The Past and The Perished, oil

Porphyria's Lover

The rain set early in to-night,
       The sullen wind was soon awake,
It tore the elm-tops down for spite,
       And did its worst to vex the lake:
       I listened with heart fit to break.
When glided in Porphyria; straight
       She shut the cold out and the storm,
And kneeled and made the cheerless grate
       Blaze up, and all the cottage warm;
       Which done, she rose, and from her form
Withdrew the dripping cloak and shawl,
       And laid her soiled gloves by, untied
Her hat and let the damp hair fall,
       And, last, she sat down by my side
       And called me. When no voice replied,
She put my arm about her waist,
       And made her smooth white shoulder bare,
And all her yellow hair displaced,
       And, stooping, made my cheek lie there,
       And spread, o'er all, her yellow hair,
Murmuring how she loved me — she
       Too weak, for all her heart's endeavour,
To set its struggling passion free
       From pride, and vainer ties dissever,
       And give herself to me for ever.
But passion sometimes would prevail,
       Nor could to-night's gay feast restrain
A sudden thought of one so pale
       For love of her, and all in vain:
       So, she was come through wind and rain.

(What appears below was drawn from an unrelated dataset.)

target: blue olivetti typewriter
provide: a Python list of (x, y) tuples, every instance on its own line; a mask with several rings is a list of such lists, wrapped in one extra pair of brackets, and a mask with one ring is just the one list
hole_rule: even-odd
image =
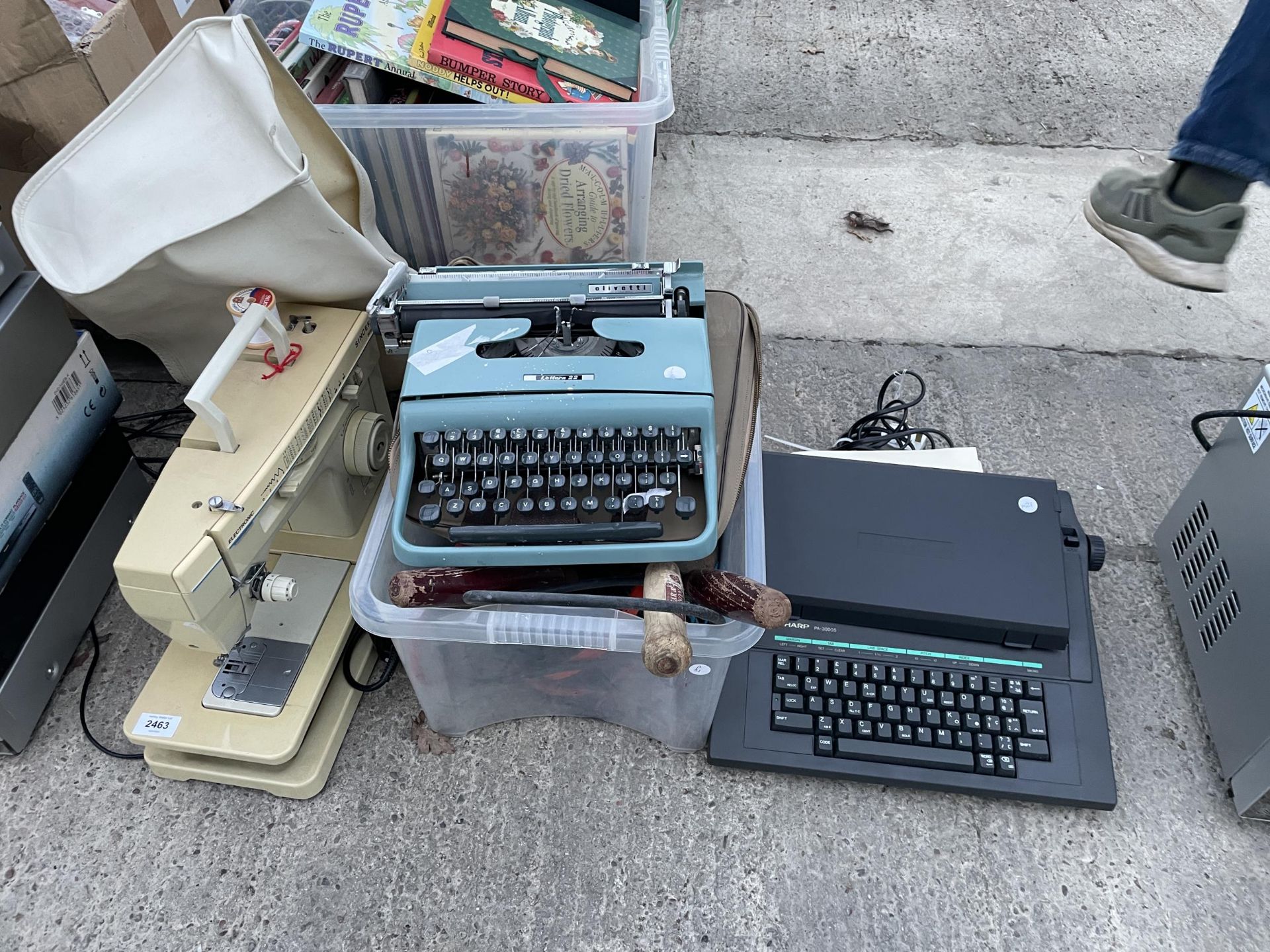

Be sure I looked up at her eyes
       Happy and proud; at last I knew
Porphyria worshipped me; surprise
       Made my heart swell, and still it grew
       While I debated what to do.
That moment she was mine, mine, fair,
       Perfectly pure and good: I found
A thing to do, and all her hair
       In one long yellow string I wound
       Three times her little throat around,
And strangled her. No pain felt she;
       I am quite sure she felt no pain.
As a shut bud that holds a bee,
       I warily oped her lids: again
       Laughed the blue eyes without a stain.
And I untightened next the tress
       About her neck; her cheek once more
Blushed bright beneath my burning kiss:
       I propped her head up as before,
       Only, this time my shoulder bore
Her head, which droops upon it still:
       The smiling rosy little head,
So glad it has its utmost will,
       That all it scorned at once is fled,
       And I, its love, am gained instead!
Porphyria's love: she guessed not how
       Her darling one wish would be heard.
And thus we sit together now,
       And all night long we have not stirred,
       And yet God has not said a word!